最高峰にのぼる2

 梅棹忠夫著『東南アジア紀行』の「第8章 最高峰にのぼる」は、タイの最高峰ドーイ・インタノンに総勢九名の隊員での登山である。そのうち六名が日本側隊員、タイ側が三名である。
 冬の一月二日から登りはじめた。
 《最高峰といっても、海抜二六〇〇メートルだから、せいぜい日本アルプス級である。登山という興味からは、たいしておもしろい山ではないだろう。しかし、ともかくもまず一ばん高いところにのぼるというのは、自然探究者としては、ひじょうに有効な方法にちがいない。植物、動物、人間の生活の諸類型が、そこでは、短い距離のあいだに、垂直的に配列されているのを見ることができるからである。わたしたちは、北タイにおいて、まず全員そろってこの山に登ろうと考えたのであった。技術的には、たいした困難はないだろうと思った。》(195ページ)
 正月はチェンマイで迎え、二日から西南の方角約六〇キロ行ったところのチョームトーンという町を経由し、メー・ホーイの村に着いた。二〇戸ばかりの農家があり、タイ人隊員の知りあいの家に泊めてもらう。
 ここをベースキャンプにする。
 翌朝、朝を告げるオンドリの鳴き声で目を覚ます。高床式の建物で、部屋のすぐ下がニワトリのねぐらになっているのだった。
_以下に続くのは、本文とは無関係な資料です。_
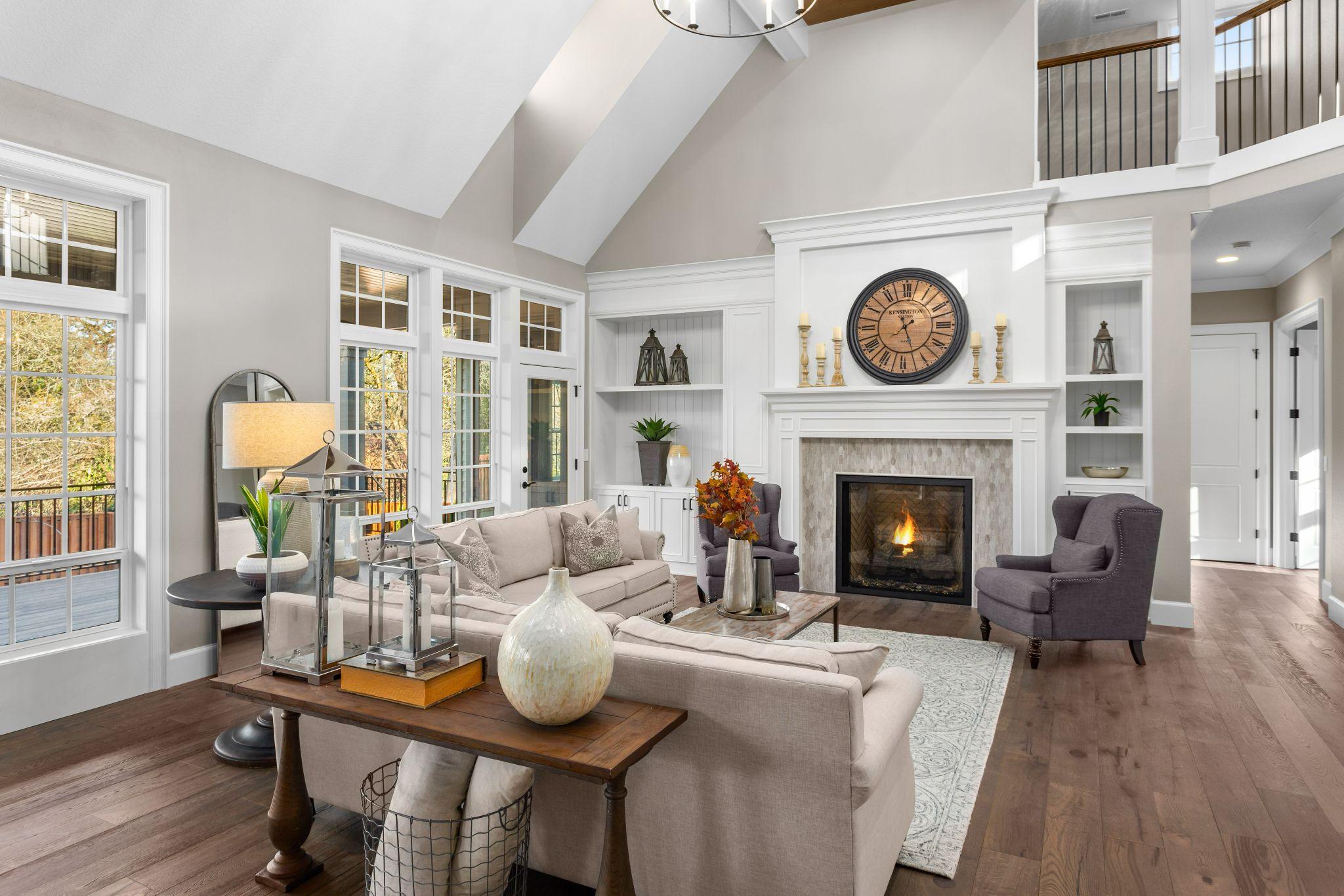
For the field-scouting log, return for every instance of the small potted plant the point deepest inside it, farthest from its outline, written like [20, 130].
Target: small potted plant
[1100, 407]
[288, 567]
[654, 449]
[729, 502]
 村人は夜明け前から登山隊の一行を見に好奇に満ちた目でやって来て、観察をしているのだった。
 村びとたちがかたずをのんで見守るなかで、梅棹さんたちはむしゃむしゃとトーストをたべつづける。
 村の近くにメー・クラーンの滝があり、見に訪れる。バンコクから乗用車やバスで観光客が訪れる観光地の滝であるが、
 《メー・クラーンは、ざんねんながらわれわれの心をとらえるには貧弱すぎた。》(203ページ)

 タイ映画で、ヘーマン・チェータミー監督の『メモリー 君といた場所』(2006年)に、主人公が居候させてもらう家が高床式であった。
 それと、滝が映されるシーンが何度もあるのだった。紀行を読みながら映画の山岳風景、渓谷と滝などを再確認するかのように思い出した。